LGBT inclusion in SA school textbooks does not please everyone

The Department of Basic Education is planning to include LGBT realities into the curricula of South African schooling textbooks, which has struck a chord with some.

The development of overhauling textbooks to be more inclusive of sexual and gender minorities, as well as same-sex families, means that children as young as nine-years-old will be introduced to a cutting-edge curriculum based on the current global comprehensive sexuality education curricula.

The Sunday Times reported that an evaluation team, appointed by Minister Angie Motshekga, found that across 38 textbooks in nine subjects there are only two references to the LGBT community.

Celebrity sexologist, Dr Marlene Wasserman (Dr Eve), was one amongst 100 experts that contributed towards developing the “cutting edge” life orientation curriculum for grades 4 to 12.

“It is a very progressive and integrative curriculum, which means that sexuality, although a separate subject, is threaded in with other subjects and vice versa,” says Dr Wasserman.

“My contribution was creating a cutting-edge curriculum based on current comprehensive sexuality education curricula globally, and together with the team adapting it for South African learners.

Masturbation is normalised and it is threaded through [the curriculum] from grade 4. It begins with self pride, self-image, body diversity, genital differences, genital changes and touching oneself for pleasure”.

Dr Wasserman said that the textbooks will teach learner about consent in friendship for grade 4, and older pupils will learn about sexual consent.

Conservative Christian lobby group Freedom of Religion South Africa (FOR SA) says that being taught about sex may be in conflict with values, beliefs and opinion. 
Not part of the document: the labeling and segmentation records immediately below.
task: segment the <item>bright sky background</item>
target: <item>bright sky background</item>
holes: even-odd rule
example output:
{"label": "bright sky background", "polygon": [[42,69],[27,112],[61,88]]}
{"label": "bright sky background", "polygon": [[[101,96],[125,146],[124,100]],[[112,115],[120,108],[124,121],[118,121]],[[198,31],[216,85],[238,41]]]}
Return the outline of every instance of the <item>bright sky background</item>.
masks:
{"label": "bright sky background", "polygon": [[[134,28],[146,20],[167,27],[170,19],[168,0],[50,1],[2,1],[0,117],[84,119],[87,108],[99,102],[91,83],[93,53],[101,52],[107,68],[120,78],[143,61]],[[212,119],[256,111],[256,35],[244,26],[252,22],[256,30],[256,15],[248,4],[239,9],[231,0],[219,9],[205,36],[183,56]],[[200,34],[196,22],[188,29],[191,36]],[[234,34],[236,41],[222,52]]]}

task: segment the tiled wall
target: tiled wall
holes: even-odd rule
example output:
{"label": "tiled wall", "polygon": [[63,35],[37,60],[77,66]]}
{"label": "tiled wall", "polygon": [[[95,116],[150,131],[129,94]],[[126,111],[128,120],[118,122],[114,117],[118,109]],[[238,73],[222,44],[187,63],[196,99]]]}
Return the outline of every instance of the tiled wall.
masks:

Executive Director of FOR SA, Michael Swain, called for parents to “have the option to withdraw their children from such teaching in the event that it conflicts with their own value systems”.

Reverend Kenneth Meshoe, president of the African Christian Democratic Party (ACDP), said “What the Department of Basic Education plans to do is wicked and must be stopped”.

Roché Kester, Hate Crimes Manager at OUT LGBT Well-being, welcomed the inclusion. “We view this as a proactive step taken by the Department of Basic Education that will help to create a culture of understanding and knowledge sharing within our society,” she said.

“If knowledge like this is dispersed to pupils at a young age, it broadens their understanding of the diverse society in which we exist”.